In my sophomore year of college I was telling my roommate about when I used to write bots for RuneScape when
we thought of a challenge for each other. We were both addicted to playing the
Tetris Battle game on Facebook and wanted to see who
could write the better program to play it automatically. I was able to get a working program out by the end
of the week and definitely won the contest, plus I learned a lot along the way.
Towards the end of high school, I became really interested in how to render 3D scenes. I started out by
trying to write some Java applets that used a lot of vector math that I derived myself to render points.

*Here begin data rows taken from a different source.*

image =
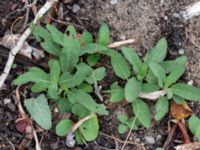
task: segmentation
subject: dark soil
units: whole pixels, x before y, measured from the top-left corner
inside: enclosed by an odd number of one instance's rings
[[[74,0],[70,4],[60,2],[57,8],[63,7],[63,21],[72,23],[78,30],[83,30],[85,28],[96,34],[100,23],[106,22],[110,26],[112,41],[129,38],[136,39],[136,42],[129,46],[134,48],[141,57],[143,57],[144,53],[163,36],[166,36],[169,42],[167,57],[169,59],[178,57],[179,47],[177,47],[174,41],[174,36],[175,34],[180,35],[181,48],[184,49],[185,55],[189,60],[183,80],[185,82],[192,80],[195,86],[200,87],[200,16],[194,17],[189,21],[174,17],[174,13],[179,12],[185,6],[198,0],[118,0],[116,4],[111,4],[110,1],[111,0]],[[39,1],[39,3],[41,6],[43,1]],[[72,12],[74,4],[80,6],[80,10],[76,13]],[[10,29],[11,24],[17,17],[24,16],[24,11],[21,11],[6,18],[9,13],[22,8],[23,5],[23,3],[17,0],[10,0],[9,2],[7,0],[0,1],[0,36],[2,36],[6,30]],[[30,20],[31,17],[32,14],[30,15]],[[60,25],[59,23],[55,24],[58,26]],[[62,28],[62,25],[60,26]],[[2,64],[0,69],[2,70],[5,60],[1,58],[0,62]],[[107,60],[102,62],[107,62]],[[117,79],[113,73],[109,71],[111,70],[109,68],[108,66],[108,76],[106,77],[107,84],[102,83],[104,89],[108,88],[108,85]],[[15,128],[15,120],[18,118],[19,112],[13,99],[16,87],[11,85],[11,81],[24,70],[26,70],[24,66],[20,65],[18,65],[16,69],[13,69],[4,89],[0,93],[0,150],[10,150],[13,145],[17,148],[24,138],[24,135],[19,133]],[[24,88],[29,89],[30,87],[27,86]],[[24,92],[28,91],[27,89],[24,89]],[[30,93],[25,94],[24,97],[27,95],[30,95]],[[108,105],[108,95],[104,95],[104,98],[105,103]],[[5,99],[10,99],[11,101],[5,104]],[[148,102],[148,104],[153,114],[154,103]],[[189,105],[192,107],[195,114],[200,115],[200,103],[191,102]],[[116,118],[117,115],[122,113],[131,115],[130,106],[117,104],[109,108],[109,116],[100,118],[101,133],[114,136],[124,141],[127,133],[124,135],[118,134],[117,127],[119,122]],[[169,115],[166,115],[160,122],[155,122],[152,119],[152,126],[150,129],[141,128],[138,131],[132,132],[129,141],[136,142],[137,144],[127,145],[125,149],[140,150],[143,149],[141,145],[144,145],[147,150],[154,150],[159,146],[162,147],[168,135],[167,125],[169,120]],[[101,150],[103,149],[101,147],[115,149],[117,146],[119,146],[119,149],[121,148],[122,143],[118,142],[118,144],[116,144],[114,140],[105,137],[104,134],[101,133],[95,142],[88,143],[85,147],[76,147],[74,149]],[[145,140],[149,136],[154,139],[153,143],[148,143]],[[41,137],[43,138],[41,145],[44,150],[69,149],[65,146],[65,138],[58,138],[53,130],[48,133],[40,133],[39,138],[41,139]],[[177,144],[178,143],[173,143],[173,145]],[[34,149],[34,142],[32,142],[27,149]],[[173,147],[170,149],[173,149]]]

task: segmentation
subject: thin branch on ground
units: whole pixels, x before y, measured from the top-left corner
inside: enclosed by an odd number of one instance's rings
[[[21,117],[26,119],[29,122],[29,124],[30,124],[30,126],[32,128],[33,137],[35,139],[35,148],[36,148],[36,150],[42,150],[41,146],[40,146],[40,143],[39,143],[39,140],[38,140],[38,137],[37,137],[37,134],[36,134],[36,131],[35,131],[34,127],[33,127],[33,123],[31,121],[31,119],[28,117],[28,115],[26,115],[26,113],[25,113],[25,111],[24,111],[24,109],[22,107],[21,100],[20,100],[20,94],[19,94],[19,86],[16,89],[16,101],[17,101],[17,107],[18,107],[18,110],[19,110],[19,113],[20,113]]]
[[[103,133],[103,132],[100,132],[100,135],[102,135],[102,136],[104,136],[104,137],[107,137],[107,138],[110,138],[110,139],[112,139],[112,140],[114,140],[114,141],[117,141],[117,142],[119,142],[119,143],[121,143],[121,144],[124,144],[124,143],[125,143],[125,141],[122,141],[122,140],[120,140],[119,138],[116,138],[116,137],[114,137],[114,136],[107,135],[107,134],[105,134],[105,133]],[[142,147],[142,149],[145,150],[143,144],[140,144],[140,143],[131,142],[131,141],[126,141],[126,144],[136,145],[136,146],[138,146],[138,147]]]
[[[58,0],[50,0],[47,1],[43,7],[39,10],[37,16],[35,17],[35,19],[33,20],[33,24],[36,24],[38,22],[38,20],[54,5],[55,2],[57,2]],[[22,47],[24,41],[28,38],[28,36],[31,34],[31,29],[27,28],[25,30],[25,32],[21,35],[21,37],[19,38],[19,41],[16,43],[16,46],[14,48],[11,49],[10,53],[9,53],[9,57],[8,57],[8,61],[6,63],[6,66],[4,68],[3,73],[0,76],[0,89],[2,88],[9,72],[11,69],[11,66],[14,62],[15,56],[16,54],[19,52],[20,48]]]
[[[135,39],[128,39],[128,40],[124,40],[124,41],[118,41],[118,42],[114,42],[111,43],[110,45],[108,45],[109,48],[117,48],[126,44],[132,44],[135,42]]]
[[[125,142],[124,142],[124,144],[123,144],[121,150],[124,150],[124,148],[125,148],[125,146],[126,146],[126,144],[127,144],[127,141],[128,141],[128,139],[129,139],[129,137],[130,137],[130,135],[131,135],[131,132],[132,132],[133,127],[134,127],[134,125],[135,125],[136,119],[137,119],[137,117],[138,117],[138,112],[139,112],[139,110],[138,110],[137,113],[135,114],[135,118],[134,118],[134,120],[133,120],[133,122],[132,122],[132,124],[131,124],[131,128],[130,128],[130,130],[129,130],[129,132],[128,132],[128,135],[126,136],[126,140],[125,140]]]
[[[195,40],[192,39],[192,37],[189,36],[187,28],[186,28],[185,34],[186,34],[186,38],[188,38],[188,39],[190,40],[190,42],[192,42],[192,44],[194,44],[194,46],[196,46],[197,48],[200,49],[200,45],[198,45],[198,44],[195,42]]]
[[[25,5],[26,5],[26,6],[29,5],[28,0],[25,0]],[[27,24],[28,24],[28,18],[29,18],[29,13],[30,13],[30,7],[27,7],[27,8],[26,8],[25,20],[24,20],[24,23],[23,23],[23,26],[22,26],[21,32],[24,31],[24,29],[26,29],[26,27],[27,27]]]
[[[175,147],[176,150],[197,150],[199,148],[200,148],[200,142],[183,144]]]
[[[71,132],[75,132],[84,122],[86,122],[87,120],[91,119],[92,117],[94,117],[95,114],[91,114],[89,116],[86,116],[84,118],[82,118],[81,120],[79,120],[73,127]]]
[[[5,20],[7,20],[11,15],[13,15],[13,14],[15,14],[15,13],[17,13],[17,12],[20,12],[20,11],[24,11],[26,8],[30,8],[30,7],[32,7],[33,5],[36,5],[37,4],[37,1],[38,0],[34,0],[31,4],[29,4],[29,5],[25,5],[23,8],[21,8],[21,9],[17,9],[17,10],[14,10],[13,12],[11,12],[10,14],[8,14],[4,19]]]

This approach didn't workout however because I could never render anything more than wireframes. My
freshman year of college however, I took a linear algebra class and got to learn all about matrices. To
help myself learn, I wrote a matrix library in C for fun and then to show it off, I started reading papers
on how graphics rendering works on GPUs today.
RuneScape was actually the thing that caused me to love programming. RuneScape was a game written as a Java
applet that could be "botted" (or automated) by modifying the jar (to add some accessors) and writing
complicated scripts to interact with this hacked client. I found out about these scripts right around the
same time I was taking a computer science class in high school, and I quickly realized that I could write
them. It was a tremendous amount of fun. Whenever something in game got too boring, I would just write a new
script to do it for me automatically and share it with the world for free. I made a
website
that had links to all of my scripts and instructions on how to use them as well as
analytics that I loved watching as more than fifty thousand people
from all over the world enjoyed what I had made.